Code, data, and metadata to support replication of the results in "How quickly do literary standards change?"
If you have Python 3 with numpy, pandas and scikit-learn, you should be able to clone this repo and then run replicate.py. Different forms of analysis can be provided to replicate.py as command-line arguments. For instance,
python3 replicate.py full
Replicates the main model represented in Figure 1 of the article. Other options include quarters, halves, canon, genders, and nations.
The standards we are trying to meet are pithily summarized by Jason Baldridge in "It's okay for academic software to suck." We want our results to be reliable, so we've worked hard to ensure that the models produced by this code are cross-validated appropriately. We want the enclosed data and metadata to be reliable -- which means, on this scale, a low level of evenly-distributed error. So we've documented our procedures and shared metadata in "Understanding Genre in a Collection of a Million Volumes."
But this is not a project that promised to build portable tools, and you won't find any in this repo. Our view is that the really portable tools are already encapsulated in scikit-learn.
The important modules are
- replicate.py
- parallel_crossvalidate.py
- metafilter.py
- modelingprocess.py
Replicate.py translates a command-line option (like halves) into a set of parameters which it passes to parallel_crossvalidate.py. This module loads data, calls metafilter to load metadata, and figures out which volumes have to be excluded from each crossvalidation pass. Then it starts a multiprocessing pool, which calls modelingprocess to create each model in a leave-one-out crossvalidation scheme.
The most fragile part of this is probably the multiprocessing. We ran this so often that we needed to parallelize the process, but if that's not necessary you could set processes=1 in line 369 of parallel_crossvalidate.py. Or, if you have more than 4 cores available, you could increase the setting.
The metadata we used is included as poemeta.csv. Most of the columns are self-explanatory. "actualdate" and "inferreddate" are vestiges of an older process; the models we finally produced only use "firstpub" -- the date of first publication, as best we could determine. "enumcron" contains volume numbers derived from HathiTrust.
There are also five columns related to the original review.

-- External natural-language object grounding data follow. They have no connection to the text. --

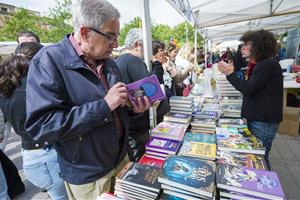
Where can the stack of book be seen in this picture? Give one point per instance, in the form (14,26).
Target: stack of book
(146,160)
(238,140)
(137,181)
(231,122)
(180,104)
(242,159)
(199,145)
(160,148)
(225,88)
(169,130)
(188,178)
(203,126)
(248,183)
(232,110)
(178,118)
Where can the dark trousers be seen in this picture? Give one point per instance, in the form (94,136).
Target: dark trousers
(14,183)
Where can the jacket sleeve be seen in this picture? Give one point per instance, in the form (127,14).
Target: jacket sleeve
(49,116)
(258,79)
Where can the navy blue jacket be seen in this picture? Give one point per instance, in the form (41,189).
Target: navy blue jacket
(65,105)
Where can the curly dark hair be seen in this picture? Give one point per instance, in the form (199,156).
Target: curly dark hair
(264,44)
(156,45)
(14,67)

Pubname identifies the venue, pubrev reports whether this author was published or reviewed in the venue (it's usually reviewed), judge indicates whether the review was positive or negative (when that's clear), impaud is short for implied audience and is only filled out if the review clearly implied that the author was addressing a popular or elite audience. yrrev is the date of the review; you will find some works published after the date of review, because we selected works by the same author in cases where we couldn't find a copy of the specific work reviewed.
The folder /poems contains word counts for the volumes modeled here; intellectual property agreements prevent us from posting the original texts. We have normalized spelling to British practice, truncated apostrophe-s, and trimmed front and back matter, as well as prose introductions, using the algorithmic methods described in "Understanding Genre in a Collection of a Million Volumes."
The subfolder /results contains predictions and coefficients generated by the modeling process.
In the predictions file, the column "pubdate" is date of first publication. "Logistic" is the model's prediction about likelihood the volume came from the reviewed sample. "Reviewed" tells you which sample the volume came from. In this prediction file it will be equivalent to the "realclass" column, but if you run replication on nations or genders, the realclass variable will be different than the reviewed column, because you'll be telling the model to predict nationality or gender instead.
The coefficients file is not very transparent yet. By later today it will be. Right now, the second column is the coefficient. The third column is coefficient normalized by stdev, which is what I used for close reading.